0

I am reading a csv file for applying NLP and I am trying to pre-process the data. I have received data from an online forum, therefore, there are quotes on it. How can remove them? As an example;

a='[b]Re:[/b] 
[quote="xxx"] How can I do that blah blah xxx [/quote]
 Hello xxx, I will tell you how you can do it blah blah blah.'

I want the form like below;

a='Hello xxx, I will tell you how you can do it blah blah blah.'

I wanna regex that detects [quote=" and started to delete until it sees [/quote]. Is this possible?

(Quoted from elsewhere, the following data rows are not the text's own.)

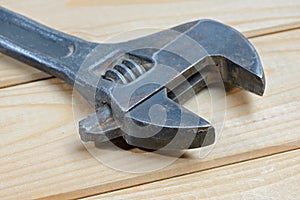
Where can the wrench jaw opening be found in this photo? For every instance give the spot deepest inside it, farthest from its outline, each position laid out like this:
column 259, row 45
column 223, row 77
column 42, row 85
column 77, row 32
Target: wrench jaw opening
column 169, row 126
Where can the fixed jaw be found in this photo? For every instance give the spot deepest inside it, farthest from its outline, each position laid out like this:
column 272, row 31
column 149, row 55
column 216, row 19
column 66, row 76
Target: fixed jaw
column 138, row 93
column 148, row 114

I have tried this, but it did not work.

  def quotes(text):
   return re.sub('\[([^\]=]+)(?:=[^\]]+)?\].*?\[\/\\1\]', '', text)

  data['message'] = data['message'].apply(quotes)
nurlubanu
  • 71
  • 1
  • 1
  • 5
  • 1
    re.sub() replaces a pattern that it finds by something else - your pattern does not match the given text - that is why it did not work. Use http://regex101.com switched to python to develop a matching pattern. – Patrick Artner Jul 03 '19 at 15:39

2 Answers2

0

Here is a solution which seems to work:

a = '[b]Re:[/b] [quote="xxx"] How can I do that blah blah xxx [/quote] Hello xxx, I will tell you how you can do it blah blah blah.'
output = re.sub('\[([^\]=]+)(?:=[^\]]+)?\](.*?)\[\/\\1\]', '\\2', a)
print(output)

This prints:

Re:  How can I do that blah blah xxx  Hello xxx, I will tell you how you can do it blah blah blah.

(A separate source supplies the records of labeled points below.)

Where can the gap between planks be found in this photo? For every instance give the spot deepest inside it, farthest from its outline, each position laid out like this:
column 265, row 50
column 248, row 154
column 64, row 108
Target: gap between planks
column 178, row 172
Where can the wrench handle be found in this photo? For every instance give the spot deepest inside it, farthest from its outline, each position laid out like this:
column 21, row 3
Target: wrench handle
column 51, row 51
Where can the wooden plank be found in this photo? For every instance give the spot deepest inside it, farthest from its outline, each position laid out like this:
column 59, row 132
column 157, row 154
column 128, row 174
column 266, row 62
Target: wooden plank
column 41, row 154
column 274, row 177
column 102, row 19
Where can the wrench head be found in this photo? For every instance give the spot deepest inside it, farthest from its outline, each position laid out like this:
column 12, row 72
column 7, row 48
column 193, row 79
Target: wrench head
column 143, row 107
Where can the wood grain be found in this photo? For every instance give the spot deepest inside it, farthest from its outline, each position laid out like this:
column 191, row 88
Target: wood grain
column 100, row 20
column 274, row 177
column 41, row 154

The regex pattern is a bit verbose, but all it is doing is to match each set of tags, e.g. [quote="xxx"]...[/quote], remove them, and then replace with just whatever content was inside the tags.

\[([^\]=]+)(?:=[^\]]+)?\]  match an opening tag, and capture the tag name in \1
(.*?)                      match and capture in \2 all the content
\[\/\\1\]                  match a closing tag, using the backreference \1

Note that re.sub by default will do a global replacement, so once we have a working pattern for a single set of tags, it can be applied everywhere.

Edit:

If you actually want to match and delete the entire tags with their contents, then use this:

output = re.sub('\[([^\]=]+)(?:=[^\]]+)?\].*?\[\/\\1\]', '', a)
print(output)

This prints:

Hello xxx, I will tell you how you can do it blah blah blah.
Tim Biegeleisen
  • 502,043
  • 27
  • 286
  • 360
  • Thank you for reply Tim, it is perfectly working on a string. However, I have tried to adapt to my code but I could not. I read csv file as **data** and I want to apply this regex for all lines in 'message' column. I have tried this but it did not work, for text in data['message']: re.sub('\[([^\]=]+)(?:=[^\]]+)?\].*?\[\/\\1\]', '', text) I have tried this; data['message'] = data['message'].re.sub('\[([^\]=]+)(?:=[^\]]+)?\].*?\[\/\\1\]', '',) the error says "AttributeError: 'Series' object has no attribute 're'" – nurlubanu Jul 04 '19 at 13:08
  • I can't fix a problem which I can't see, and I don't see a problem here. Maybe edit your question and information which explains the additional complexity you are having in your code. – Tim Biegeleisen Jul 04 '19 at 13:09
  • I am a new member at stackoverflow, I was typing enter at the end of my sentences. Therefore my message was missing. Now I have editted. Sorry. – nurlubanu Jul 04 '19 at 13:12
  • Please read [applying regex to a pandas dataframe](https://stackoverflow.com/questions/25292838/applying-regex-to-a-pandas-dataframe). I won't edit my answer, because we are getting too broad now. – Tim Biegeleisen Jul 04 '19 at 13:15
  • Hey Tim, it does not work because I just put in the wrong form. There are 1 line between [b]Re:[/b] , [quote="xxx"] and Hello xxx. I edited the question. – nurlubanu Jul 04 '19 at 14:13
0

The answer is too simple actually,

def quotes(text):
 return re.sub(r'\[quote.+quote\]','',text)
data['message'] = data['message'].apply(quotes)

Just that.

nurlubanu
  • 71
  • 1
  • 1
  • 5